Since 2012, Centro Humboldt has been working in coordination with the Mayor’s Office of Bluefields, located on the Southern Caribbean Coast of the country, particularly on issues related to strengthening the capacities of the local structures of the National Disaster Prevention and Response System, with the El Bluff Community being one of the sites selected to work with the Community Committee for Disaster Prevention and Response (COCOPRED, in Spanish), given that its geographical conditions and economic activities represent a high level of risk.
In November 2014, Centro Humboldt began the implementation of the Project Facilitating Climate Change Positioning and Methodologies in the Southern Caribbean Coastal Autonomous Region, within the framework of the Local Governance Program promoted by Global Communities with funding from the United States Agency for International Development (USAID).
As its name suggests, the project implemented by Centro Humboldt was aimed at developing a useful methodology to help build climate-resilient communities. As a first step, an alliance was formed with a local university named Bluefields Indian & Caribbean University (BICU) and a local NGO (BlueEnergy). The main objective was to share knowledge with local actors and develop a methodology for the implementation of local climate change adaptation plans, flexible enough to be adjusted and replicated in other territories. In this case, the methodology developed by Centro Humboldt was validated in El Bluff Community, but replicated within the municipality by partners in communities of different ethnicities and world views: Ramas, Garífunas, Creoles and neighbourhoods located in the urban sector of the city.
Although this project was completed in November 2016, the Local Planning component was completed in November 2015 with the approval of the Local Climate Change Adaptation Plan of El Bluff community. To facilitate the local planning process, 5 stages were defined: coordination and preparation, assessment, canvassing, proposal and approval.
The preparation stage was aimed at establishing a channel of dialogue and communication with local authorities and actors; establishing a Monitoring Committee, which had the role of ensuring the planning of the process; defining which actors would participate, review, adjust and validate the methodology and toolbox; and defining roles and responsibilities of all the people and sectors involved in the whole process. Prior to continuing to the next stage, during the initial coordination, the work of gathering, reviewing, processing and analysing available community information, was important as a preamble to the visit to recognise the risk areas within the community and the development of the base map. The Monitoring Committee was involved in all stages of the process.
The second stage was the assessment, in which a community resource self-mapping system was developed, identifying and prioritising threats, identifying risk areas and applying a participatory assessment of vulnerabilities and capacities. Then, the main livelihoods of the community and the dynamics of how they develop over time and the variations they have suffered in recent years were selected. As an integral part of this stage, the ancestral knowledge of the population was recovered, taking into account that this is a multi-ethnic and multicultural community.
During the canvassing, the third stage of the process, Centro Humboldt used a Regional Climate Model to generate future projections of the community’s temperature and precipitation conditions. This information was presented to the local actors to guide their objective image in the medium and long term.
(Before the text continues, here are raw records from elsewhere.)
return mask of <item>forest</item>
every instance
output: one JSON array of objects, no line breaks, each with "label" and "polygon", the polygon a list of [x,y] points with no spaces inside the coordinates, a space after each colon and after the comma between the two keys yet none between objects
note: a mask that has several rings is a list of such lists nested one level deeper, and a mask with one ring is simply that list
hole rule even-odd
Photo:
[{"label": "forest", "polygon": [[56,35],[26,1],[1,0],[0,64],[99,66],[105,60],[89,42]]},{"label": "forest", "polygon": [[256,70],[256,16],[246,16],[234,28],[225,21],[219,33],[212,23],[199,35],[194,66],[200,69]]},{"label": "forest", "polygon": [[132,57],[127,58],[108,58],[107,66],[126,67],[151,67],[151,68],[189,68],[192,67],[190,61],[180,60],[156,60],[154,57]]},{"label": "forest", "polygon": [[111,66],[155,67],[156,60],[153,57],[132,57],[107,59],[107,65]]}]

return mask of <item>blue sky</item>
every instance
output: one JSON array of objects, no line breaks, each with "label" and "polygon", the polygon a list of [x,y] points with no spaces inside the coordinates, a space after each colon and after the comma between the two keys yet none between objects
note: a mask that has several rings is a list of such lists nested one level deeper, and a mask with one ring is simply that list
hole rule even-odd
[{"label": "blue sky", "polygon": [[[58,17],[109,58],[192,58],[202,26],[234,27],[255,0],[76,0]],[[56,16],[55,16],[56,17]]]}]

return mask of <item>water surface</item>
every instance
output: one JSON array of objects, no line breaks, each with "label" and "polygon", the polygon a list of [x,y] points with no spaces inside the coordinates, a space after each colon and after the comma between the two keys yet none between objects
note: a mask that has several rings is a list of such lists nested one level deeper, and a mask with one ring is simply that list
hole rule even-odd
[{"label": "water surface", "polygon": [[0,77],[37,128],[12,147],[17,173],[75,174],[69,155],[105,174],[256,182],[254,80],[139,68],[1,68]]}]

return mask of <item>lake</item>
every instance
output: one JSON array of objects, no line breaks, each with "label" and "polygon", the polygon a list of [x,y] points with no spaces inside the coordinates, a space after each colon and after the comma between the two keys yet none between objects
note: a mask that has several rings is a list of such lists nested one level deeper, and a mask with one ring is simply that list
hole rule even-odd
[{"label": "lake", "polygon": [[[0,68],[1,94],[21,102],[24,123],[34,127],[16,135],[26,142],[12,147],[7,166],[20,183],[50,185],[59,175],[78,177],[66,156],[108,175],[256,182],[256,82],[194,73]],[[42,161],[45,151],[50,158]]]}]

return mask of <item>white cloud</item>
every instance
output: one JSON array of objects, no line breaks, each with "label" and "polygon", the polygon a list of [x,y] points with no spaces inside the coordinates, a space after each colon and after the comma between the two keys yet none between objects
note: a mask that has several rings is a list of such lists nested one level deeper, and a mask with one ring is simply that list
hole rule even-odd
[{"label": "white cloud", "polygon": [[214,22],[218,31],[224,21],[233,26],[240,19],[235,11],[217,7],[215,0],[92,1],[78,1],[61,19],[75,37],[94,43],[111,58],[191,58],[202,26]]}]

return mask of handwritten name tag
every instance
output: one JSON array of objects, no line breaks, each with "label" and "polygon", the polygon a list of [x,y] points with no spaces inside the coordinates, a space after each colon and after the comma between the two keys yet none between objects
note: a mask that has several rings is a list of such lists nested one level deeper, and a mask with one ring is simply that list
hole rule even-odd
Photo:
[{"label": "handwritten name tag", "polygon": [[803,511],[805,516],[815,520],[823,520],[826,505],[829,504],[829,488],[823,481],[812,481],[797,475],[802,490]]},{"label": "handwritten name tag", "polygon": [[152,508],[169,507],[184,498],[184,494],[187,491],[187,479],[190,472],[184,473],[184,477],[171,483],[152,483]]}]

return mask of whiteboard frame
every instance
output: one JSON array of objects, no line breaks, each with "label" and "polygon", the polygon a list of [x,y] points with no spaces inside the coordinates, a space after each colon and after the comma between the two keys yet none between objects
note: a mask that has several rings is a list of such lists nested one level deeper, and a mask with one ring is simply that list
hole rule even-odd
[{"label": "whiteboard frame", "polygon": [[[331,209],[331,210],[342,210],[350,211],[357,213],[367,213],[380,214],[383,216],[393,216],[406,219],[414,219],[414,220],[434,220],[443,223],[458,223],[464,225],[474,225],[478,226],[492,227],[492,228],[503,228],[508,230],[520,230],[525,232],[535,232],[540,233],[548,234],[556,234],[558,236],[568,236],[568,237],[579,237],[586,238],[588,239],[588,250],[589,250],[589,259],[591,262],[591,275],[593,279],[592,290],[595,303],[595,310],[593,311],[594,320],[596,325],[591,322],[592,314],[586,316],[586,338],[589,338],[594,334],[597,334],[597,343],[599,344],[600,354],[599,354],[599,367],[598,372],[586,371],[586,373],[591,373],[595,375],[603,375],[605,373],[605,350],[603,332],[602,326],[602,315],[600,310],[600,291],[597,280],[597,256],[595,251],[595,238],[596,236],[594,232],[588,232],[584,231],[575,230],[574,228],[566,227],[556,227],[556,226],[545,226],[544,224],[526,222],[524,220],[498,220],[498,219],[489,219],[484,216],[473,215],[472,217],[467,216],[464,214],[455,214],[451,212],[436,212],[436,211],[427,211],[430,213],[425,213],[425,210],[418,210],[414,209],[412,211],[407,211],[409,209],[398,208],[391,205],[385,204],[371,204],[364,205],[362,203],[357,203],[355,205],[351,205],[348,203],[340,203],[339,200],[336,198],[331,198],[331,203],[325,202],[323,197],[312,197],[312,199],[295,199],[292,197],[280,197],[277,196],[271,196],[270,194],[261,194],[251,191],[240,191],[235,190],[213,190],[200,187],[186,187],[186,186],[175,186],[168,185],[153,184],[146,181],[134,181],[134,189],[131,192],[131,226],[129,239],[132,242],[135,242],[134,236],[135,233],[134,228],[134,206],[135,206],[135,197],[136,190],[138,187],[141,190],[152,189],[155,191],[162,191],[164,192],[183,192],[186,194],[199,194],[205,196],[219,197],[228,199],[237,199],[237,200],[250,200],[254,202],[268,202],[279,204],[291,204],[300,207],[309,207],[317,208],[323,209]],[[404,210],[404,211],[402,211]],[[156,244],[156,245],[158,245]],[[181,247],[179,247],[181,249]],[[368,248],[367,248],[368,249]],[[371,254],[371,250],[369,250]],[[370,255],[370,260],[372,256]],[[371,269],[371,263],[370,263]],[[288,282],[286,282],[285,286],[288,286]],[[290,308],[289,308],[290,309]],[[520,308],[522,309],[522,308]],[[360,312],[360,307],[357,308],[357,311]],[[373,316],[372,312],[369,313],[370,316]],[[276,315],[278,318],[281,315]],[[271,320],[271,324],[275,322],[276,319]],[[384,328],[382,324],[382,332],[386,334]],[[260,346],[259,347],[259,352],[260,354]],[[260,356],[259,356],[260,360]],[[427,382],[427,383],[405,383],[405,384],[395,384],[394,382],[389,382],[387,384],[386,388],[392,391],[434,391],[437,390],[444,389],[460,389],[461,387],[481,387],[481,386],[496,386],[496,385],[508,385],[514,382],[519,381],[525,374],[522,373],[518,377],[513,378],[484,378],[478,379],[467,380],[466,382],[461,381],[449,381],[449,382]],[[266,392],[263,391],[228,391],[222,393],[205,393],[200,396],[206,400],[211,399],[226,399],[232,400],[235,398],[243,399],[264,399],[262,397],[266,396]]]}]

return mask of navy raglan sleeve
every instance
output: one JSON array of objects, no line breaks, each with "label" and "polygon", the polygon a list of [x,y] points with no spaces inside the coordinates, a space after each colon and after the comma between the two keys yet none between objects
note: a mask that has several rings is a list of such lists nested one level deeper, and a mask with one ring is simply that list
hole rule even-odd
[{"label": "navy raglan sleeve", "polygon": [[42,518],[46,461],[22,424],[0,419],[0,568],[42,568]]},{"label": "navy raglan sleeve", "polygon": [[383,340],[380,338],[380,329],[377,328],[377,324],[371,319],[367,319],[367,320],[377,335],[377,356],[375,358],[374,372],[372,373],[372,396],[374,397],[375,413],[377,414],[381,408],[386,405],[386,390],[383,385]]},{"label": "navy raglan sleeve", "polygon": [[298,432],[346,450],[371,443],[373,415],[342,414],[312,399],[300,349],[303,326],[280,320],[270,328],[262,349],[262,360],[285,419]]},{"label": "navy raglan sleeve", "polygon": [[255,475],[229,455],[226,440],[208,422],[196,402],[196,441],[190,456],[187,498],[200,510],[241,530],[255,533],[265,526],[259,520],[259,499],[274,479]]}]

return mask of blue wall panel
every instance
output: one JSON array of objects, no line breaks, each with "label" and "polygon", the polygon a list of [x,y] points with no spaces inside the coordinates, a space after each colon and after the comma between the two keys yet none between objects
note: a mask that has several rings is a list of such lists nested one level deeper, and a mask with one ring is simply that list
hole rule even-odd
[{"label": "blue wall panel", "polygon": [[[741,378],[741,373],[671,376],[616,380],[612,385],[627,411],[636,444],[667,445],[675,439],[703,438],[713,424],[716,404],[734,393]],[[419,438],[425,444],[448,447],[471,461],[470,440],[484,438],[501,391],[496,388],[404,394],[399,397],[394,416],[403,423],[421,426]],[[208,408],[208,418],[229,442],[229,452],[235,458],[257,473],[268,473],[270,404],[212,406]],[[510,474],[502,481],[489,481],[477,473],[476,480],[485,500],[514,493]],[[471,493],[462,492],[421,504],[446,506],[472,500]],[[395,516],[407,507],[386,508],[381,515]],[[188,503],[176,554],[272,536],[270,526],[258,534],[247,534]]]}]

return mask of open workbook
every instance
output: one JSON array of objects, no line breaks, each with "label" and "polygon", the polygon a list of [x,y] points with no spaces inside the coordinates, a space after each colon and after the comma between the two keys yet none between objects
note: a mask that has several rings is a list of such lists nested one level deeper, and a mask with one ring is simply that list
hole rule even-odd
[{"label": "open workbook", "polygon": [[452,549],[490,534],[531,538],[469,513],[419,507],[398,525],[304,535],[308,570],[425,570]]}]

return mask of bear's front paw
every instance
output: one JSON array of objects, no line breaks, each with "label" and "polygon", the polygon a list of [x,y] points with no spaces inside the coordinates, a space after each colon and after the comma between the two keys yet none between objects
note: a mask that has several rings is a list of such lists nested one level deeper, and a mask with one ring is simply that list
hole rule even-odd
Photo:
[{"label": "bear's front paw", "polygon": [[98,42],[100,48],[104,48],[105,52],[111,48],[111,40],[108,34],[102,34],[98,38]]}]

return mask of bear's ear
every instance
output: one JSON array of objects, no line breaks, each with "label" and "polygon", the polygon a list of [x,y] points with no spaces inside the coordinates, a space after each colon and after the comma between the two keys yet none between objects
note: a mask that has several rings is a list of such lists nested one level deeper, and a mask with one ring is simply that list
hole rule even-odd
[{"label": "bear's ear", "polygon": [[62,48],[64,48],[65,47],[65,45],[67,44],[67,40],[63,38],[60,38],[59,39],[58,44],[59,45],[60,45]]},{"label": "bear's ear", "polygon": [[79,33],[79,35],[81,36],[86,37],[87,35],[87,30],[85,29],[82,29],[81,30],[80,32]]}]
Using the information gathered in the diagnostic stage, they worked on a zoning proposal based on land use planning and began to identify actions aimed at achieving their resilience, taking into account some issues, such as: What do I have to adapt to? What do I have to adapt? Why? How? And what limitations and opportunities do we have? With this information, the next stage, the proposal, was taken forward.
At the proposal stage, a matrix of action plans was developed, establishing intervention strategies for the protection of families and the sustainable development of the community. This matrix was very simple and contained prioritised programmatic axes by sector and livelihood, in addition to having clear objectives and proposals for adaptation measures, as well as timelines, stakeholders, roles and external support required.
Once this stage was completed, we moved on to the last: approval. At this point, the people who participated in the process of developing the plan, led by the Monitoring Committee, had the responsibility to review and validate the document collectively drafted. Then, the Monitoring Committee convened a community assembly to present the final product, which was approved and then presented to the highest authority in the municipality: the Municipal Council. The objective of this action was to influence the authorities to incorporate into the Annual Municipal Investment Plan (PIAM, in Spanish) some of the actions prioritised in the local adaptation plan.